The other regional actors, I think, all have an interest in having a stabilized Afghanistan. We see it from the political point of view, from the economic point of view. Afghanistan can be a hub for a number of regional infrastructure networks, I am thinking about CASA 1,000 -- the Central Asia and South Asia electric line, the TAPI or the Turkmenistan, Afghanistan, Pakistan and India pipeline, and the TAP Turkmenistan, Afghanistan and Pakistan pipeline. These will be very good for Afghanistan, not only for the transit lines but because of the resources and development, economic development these will bring. There are a lot of stakeholders in these infrastructural projects.
Radio Free Afghanistan: And finally, how concerned are you personally about civilian casualties in Afghanistan?

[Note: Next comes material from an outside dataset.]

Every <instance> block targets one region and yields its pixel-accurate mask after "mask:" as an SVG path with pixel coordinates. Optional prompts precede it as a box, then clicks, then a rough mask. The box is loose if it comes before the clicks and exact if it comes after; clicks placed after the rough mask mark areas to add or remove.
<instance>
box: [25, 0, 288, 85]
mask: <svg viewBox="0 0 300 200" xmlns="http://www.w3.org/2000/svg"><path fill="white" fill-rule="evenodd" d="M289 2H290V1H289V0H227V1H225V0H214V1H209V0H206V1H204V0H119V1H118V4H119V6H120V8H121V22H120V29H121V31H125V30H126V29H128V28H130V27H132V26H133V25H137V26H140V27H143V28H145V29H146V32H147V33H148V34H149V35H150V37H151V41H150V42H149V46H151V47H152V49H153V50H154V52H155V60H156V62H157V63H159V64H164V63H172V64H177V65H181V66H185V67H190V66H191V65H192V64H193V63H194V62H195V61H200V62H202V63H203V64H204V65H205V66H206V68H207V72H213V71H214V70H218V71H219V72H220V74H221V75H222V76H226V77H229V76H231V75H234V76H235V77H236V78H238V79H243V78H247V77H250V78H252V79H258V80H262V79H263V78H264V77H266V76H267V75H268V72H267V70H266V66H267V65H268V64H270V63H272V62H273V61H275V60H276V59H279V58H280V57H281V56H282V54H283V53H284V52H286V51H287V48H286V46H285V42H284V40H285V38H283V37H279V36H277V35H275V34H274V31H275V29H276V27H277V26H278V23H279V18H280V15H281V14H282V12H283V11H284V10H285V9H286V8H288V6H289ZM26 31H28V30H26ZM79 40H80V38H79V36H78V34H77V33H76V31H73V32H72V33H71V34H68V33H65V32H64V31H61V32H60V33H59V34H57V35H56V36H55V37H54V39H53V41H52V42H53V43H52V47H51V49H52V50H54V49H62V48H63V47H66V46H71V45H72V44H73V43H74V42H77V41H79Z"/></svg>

Pontecorvo: I am extremely concerned. Gen. Scot Miller, the RSM [NATO’s Resolute Support Mission] commander, is extremely concerned. Let’s say it very clearly, the levels of violence are unacceptable -- are simply unacceptable. Enough is enough, I mean. It’s more than 40 years that the civilians have suffered the consequences of at times an imposed war. I hope that there is enough statesmanship around here on all sides to understand that the Afghan people need peace, want peace, and will not forget and will not forgive those that stand in the way of peace.